Le dossier le plus attendu hier soir au conseil municipal de Tarbes c’était bien évidemment la question concernant le projet préfectoral de la grande agglo proposant le périmètre d’une nouvelle communauté d’agglomération du Grand Tarbes, des communautés de communes du pays de Lourdes, du canton d’Ossun, Bigorre-Adour-Echez, du Montaigu, de Batsurguère, de Gespe-Adour-Alaric, du syndicat mixte du SCOTTOL et du syndicat de ramassage scolaire des rives de l’Alaric. Le conseil municipal de Tarbes avait un avis à formuler. Le 23 novembre 2015, il s’était prononcé très largement contre.

Gérard Trémège rappela qu’il avait été toujours favorable depuis 20 ans à un axe Tarbes-Lourdes. Il a dit avoir rencontré une grande partie des EPCI et précisa qu’aucun argument irréfutable ne lui avait été proposé. « Tous les élus se sont indignés contre la méthode imposée. Ils ont exprimé Leurs doutes et leurs craintes et craignent d’être pris en otages par des appareils politiques. Il n’y a pas de plan B si l’on vote contre le projet de madame la préfète. Il revient parfois aux élus de prendre des paris. En ne faisant rien, on n’augmentera pas nos forces ». Il a fait observer que la grande agglo devait respecter un juste équilibre, jusqu’au sein même de la gouvernance. La CDCI se prononcera le 1er juillet. Il n’a pas écarté la possibilité d’ engager par la suite un processus de blocage ou de sortie. Il ne souhaite pas se prononcer sur le nom de cette grande agglo ni sur le choix le choix du siège. (AUDIO)

Le rapport

La Loi du 7 aout 2015, portant nouvelle organisation territoriale de la République dite loi NOTRe, a prescrit l’élaboration avant le 31 décembre 2016 de schémas de coopération intercommunale et la mise en oeuvre de nouveaux périmètres avec pour objectif la fusion des intercommunalités, la réduction des syndicats intercommunaux, et l’extension des transferts de compétences.

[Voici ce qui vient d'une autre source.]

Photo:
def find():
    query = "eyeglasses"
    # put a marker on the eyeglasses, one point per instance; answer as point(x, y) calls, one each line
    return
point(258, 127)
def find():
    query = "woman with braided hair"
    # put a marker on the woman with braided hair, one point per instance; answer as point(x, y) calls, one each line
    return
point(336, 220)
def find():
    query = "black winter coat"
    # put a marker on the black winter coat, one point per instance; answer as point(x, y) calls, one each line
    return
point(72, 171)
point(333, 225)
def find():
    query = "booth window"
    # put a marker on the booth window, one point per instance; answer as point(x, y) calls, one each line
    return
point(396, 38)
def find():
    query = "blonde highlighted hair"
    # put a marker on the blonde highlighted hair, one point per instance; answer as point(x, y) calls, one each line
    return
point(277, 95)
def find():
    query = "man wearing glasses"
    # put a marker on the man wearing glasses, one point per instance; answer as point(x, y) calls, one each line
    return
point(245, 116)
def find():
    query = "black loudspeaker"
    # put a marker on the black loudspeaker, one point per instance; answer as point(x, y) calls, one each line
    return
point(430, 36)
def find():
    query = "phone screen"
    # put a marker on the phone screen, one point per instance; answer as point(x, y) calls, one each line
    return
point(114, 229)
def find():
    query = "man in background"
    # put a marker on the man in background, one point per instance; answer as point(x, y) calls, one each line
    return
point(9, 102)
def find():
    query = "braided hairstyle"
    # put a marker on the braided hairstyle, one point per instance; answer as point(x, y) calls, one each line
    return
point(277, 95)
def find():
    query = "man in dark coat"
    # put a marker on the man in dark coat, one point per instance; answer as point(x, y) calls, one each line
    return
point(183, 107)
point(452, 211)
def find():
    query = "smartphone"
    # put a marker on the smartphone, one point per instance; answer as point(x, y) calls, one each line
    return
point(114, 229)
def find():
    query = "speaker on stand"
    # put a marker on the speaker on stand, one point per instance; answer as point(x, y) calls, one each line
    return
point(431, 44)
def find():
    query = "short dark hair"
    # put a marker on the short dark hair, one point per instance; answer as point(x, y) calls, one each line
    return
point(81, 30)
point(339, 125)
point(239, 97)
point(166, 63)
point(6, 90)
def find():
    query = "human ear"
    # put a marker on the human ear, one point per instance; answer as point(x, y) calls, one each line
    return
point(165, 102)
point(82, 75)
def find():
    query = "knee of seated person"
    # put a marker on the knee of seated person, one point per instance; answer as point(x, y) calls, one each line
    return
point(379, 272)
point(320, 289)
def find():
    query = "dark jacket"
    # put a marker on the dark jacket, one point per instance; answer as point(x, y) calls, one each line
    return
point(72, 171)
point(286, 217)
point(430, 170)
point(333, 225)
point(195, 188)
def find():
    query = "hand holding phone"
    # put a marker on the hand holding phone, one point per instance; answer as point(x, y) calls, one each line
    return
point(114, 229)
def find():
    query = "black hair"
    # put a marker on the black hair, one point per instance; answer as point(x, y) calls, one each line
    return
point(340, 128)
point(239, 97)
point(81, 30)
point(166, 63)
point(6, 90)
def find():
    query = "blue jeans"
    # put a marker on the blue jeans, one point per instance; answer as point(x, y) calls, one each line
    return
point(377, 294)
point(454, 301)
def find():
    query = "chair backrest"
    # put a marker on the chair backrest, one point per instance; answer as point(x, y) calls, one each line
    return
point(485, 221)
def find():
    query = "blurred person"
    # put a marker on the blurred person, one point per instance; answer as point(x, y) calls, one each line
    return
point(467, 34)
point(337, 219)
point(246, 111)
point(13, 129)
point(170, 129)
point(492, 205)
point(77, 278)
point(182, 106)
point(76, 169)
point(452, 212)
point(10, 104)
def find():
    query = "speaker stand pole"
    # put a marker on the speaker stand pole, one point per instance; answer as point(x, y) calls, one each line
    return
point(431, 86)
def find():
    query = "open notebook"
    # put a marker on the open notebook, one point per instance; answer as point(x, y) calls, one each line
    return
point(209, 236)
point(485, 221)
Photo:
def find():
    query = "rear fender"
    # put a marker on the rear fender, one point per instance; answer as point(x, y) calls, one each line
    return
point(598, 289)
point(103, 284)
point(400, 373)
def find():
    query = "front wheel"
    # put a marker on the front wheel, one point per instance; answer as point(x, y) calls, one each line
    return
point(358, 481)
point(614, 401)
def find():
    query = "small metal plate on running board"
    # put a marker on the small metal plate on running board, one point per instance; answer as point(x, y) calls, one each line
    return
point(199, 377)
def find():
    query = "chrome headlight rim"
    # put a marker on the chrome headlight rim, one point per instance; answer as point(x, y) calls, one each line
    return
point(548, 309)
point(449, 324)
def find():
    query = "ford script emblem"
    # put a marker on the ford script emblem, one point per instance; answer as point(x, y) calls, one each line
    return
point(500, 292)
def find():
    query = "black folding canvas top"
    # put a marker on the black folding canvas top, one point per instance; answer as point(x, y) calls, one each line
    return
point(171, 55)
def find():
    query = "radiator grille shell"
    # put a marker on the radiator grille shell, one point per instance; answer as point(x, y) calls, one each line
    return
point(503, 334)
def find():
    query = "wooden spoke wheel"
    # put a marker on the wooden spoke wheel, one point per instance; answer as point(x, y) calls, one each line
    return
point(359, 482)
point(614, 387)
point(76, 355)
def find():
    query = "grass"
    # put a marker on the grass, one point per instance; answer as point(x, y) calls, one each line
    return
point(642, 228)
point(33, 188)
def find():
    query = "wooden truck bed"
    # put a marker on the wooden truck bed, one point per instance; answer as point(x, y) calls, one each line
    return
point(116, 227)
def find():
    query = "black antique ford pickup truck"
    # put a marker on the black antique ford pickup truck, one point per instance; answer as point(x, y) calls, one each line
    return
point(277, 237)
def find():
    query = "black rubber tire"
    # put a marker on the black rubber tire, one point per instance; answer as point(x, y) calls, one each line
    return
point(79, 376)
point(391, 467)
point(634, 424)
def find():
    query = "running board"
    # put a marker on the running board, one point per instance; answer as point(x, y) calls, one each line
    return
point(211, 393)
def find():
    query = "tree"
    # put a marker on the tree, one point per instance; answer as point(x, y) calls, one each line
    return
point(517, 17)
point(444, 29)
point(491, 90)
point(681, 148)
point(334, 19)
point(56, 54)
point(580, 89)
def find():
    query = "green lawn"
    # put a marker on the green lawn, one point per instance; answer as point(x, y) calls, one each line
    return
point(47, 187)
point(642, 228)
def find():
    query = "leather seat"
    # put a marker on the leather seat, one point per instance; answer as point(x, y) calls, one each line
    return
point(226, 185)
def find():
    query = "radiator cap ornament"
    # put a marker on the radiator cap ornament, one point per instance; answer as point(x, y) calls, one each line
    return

Conformément aux termes de ladite loi, la CDCI (Commission Départementale de Coopération Intercommunale) s’est prononcée favorablement sur le projet de schéma présenté par Madame la Préfète des Hautes-Pyrénées le 26 février 2016.

Ce schéma porte notamment sur la constitution d’une grande agglomération regroupant les EPCI suivants : la communauté d’agglomération du Grand Tarbes, la communauté de communes Bigorre Adour Echez, la communauté de communes Gespe Adour Alaric, la communauté de communes du Canton d’Ossun, la communauté de communes du Pays Lourdais, la communauté de communes de Batsurguère et celle de Montaigu, du syndicat mixte du SCOTTOL et le syndicat de ramassage scolaire des rives de l’Alaric ; soit 86 communes et 123 000 habitants environ.

Après avoir pris et publié l’arrêté de schéma départemental de coopération intercommunale des Hautes-Pyrénées le 21 mars 2016, Madame la Préfète des Hautes-Pyrénées a adressé aux communes et EPCI concernés, comme le prévoit la loi, l’arrêté de projet de périmètre afin qu’ils se prononcent dans un délai de 75 jours.

A ce stade, il convient de rappeler les positions que la ville de Tarbes tient depuis le début de ce processus :

L’axe de développement entre Tarbes et Lourdes est pertinent et constitue la bonne échelle en termes de perspectives économiques.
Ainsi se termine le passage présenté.